Secondo gli Ermellini, tuttavia, nonostante l’indirizzo interpretativo seguito dalla Corte d’Appello appaia superato, gli esiti a cui è pervenuto il decidente del grado appaiono coerenti e in linea con il più recente pensiero espresso dalle Sezioni Unite della Cassazione nella sentenza n. 18287/2018. Il Supremo Consesso, rivisitando funditus la questione proprio a seguito dell’ampio clamore destato dalla sentenza n. 11504/2017, pur senza abbandonare il nuovo approccio, ha ritenuto di dover smussare la rigida distinzione tra criteri attributivi e determinativi dell’assegno di divorzio, alla luce di un’interpretazione dell’art. 5, comma 6, L. n. 898/1970 (nel testo novellato dall’art. 10 della L. n. 74/1987), più coerente con il quadro costituzionale di riferimento costituito dagli artt. 2, 3 e 29 della Costituzione.
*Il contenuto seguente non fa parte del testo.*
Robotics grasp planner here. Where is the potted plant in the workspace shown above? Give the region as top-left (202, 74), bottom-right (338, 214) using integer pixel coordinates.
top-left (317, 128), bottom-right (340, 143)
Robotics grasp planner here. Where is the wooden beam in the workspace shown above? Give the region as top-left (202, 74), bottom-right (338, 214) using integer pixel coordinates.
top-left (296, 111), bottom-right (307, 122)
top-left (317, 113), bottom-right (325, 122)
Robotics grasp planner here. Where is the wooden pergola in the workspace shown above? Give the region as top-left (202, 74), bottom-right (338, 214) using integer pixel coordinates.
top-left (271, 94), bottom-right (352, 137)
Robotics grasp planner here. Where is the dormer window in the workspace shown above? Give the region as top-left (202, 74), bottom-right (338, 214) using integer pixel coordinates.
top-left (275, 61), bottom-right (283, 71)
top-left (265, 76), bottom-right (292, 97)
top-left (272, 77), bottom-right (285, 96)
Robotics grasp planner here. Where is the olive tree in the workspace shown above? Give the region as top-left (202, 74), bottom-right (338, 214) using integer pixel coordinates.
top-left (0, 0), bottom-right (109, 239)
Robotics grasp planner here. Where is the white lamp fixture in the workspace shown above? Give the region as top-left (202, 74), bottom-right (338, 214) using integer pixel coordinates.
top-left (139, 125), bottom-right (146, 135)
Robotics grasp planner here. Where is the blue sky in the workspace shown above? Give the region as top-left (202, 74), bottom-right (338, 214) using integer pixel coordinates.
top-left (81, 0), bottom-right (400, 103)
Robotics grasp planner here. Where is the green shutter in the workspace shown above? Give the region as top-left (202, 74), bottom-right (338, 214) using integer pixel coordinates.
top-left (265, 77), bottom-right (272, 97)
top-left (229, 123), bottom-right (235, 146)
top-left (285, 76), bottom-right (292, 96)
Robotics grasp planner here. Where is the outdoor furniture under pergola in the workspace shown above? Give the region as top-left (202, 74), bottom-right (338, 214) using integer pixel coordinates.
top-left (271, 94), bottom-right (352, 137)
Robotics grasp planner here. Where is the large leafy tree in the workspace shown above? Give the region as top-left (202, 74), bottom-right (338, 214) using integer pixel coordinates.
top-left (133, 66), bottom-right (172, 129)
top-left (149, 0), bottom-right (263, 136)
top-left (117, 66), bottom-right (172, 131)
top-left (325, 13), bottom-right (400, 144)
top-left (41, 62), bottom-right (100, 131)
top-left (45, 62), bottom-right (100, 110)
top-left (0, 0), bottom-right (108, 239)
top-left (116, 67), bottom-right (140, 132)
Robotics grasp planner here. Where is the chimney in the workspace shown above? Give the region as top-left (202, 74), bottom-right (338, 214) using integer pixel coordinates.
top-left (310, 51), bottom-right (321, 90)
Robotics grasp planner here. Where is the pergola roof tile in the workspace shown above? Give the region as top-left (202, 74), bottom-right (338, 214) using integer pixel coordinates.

Constatato che il parametro dell’adeguatezza enunciato dall’art. 5 ha carattere intrinsecamente relativo e che esso impone perciò una valutazione comparativa condotta in armonia con i criteri indicatori che figurano nell’incipit della norma, gli Ermellini hanno ritenuto che “la funzione assistenziale dell’assegno di divorzio si compone di un contenuto perequativo-compensativo che discende direttamente dalla declinazione costituzionale del principio di solidarietà”.
Ne deriva il riconoscimento di un contributo che, partendo dalla comparazione delle condizioni economico-patrimoniali dei due coniugi, deve tener conto non soltanto del raggiungimento di un grado di autonomia economica tale da garantire l’autosufficienza, secondo un parametro astratto ma, in concreto, di un livello reddituale adeguato al contributo fornito nella realizzazione della vita familiare.
Tanto premesso, nel caso di specie, il Collegio ha ritenuto che la Corte d’Appello, pur avendo orientato la decisione sul criterio del tenore di vita goduto dalla ex in costanza di matrimonio, abbia tuttavia proceduto nella direzione tracciata dalle Sezioni Unite, seguendo un percorso argomentativo che guarda con prudenza al criterio del tenore di vita e volutamente ne evita ogni forzatura, non a caso annotando che “esso concorre e va poi bilanciato, caso per caso, con tutti gli altri criteri indicati nel denunciato art. 5”.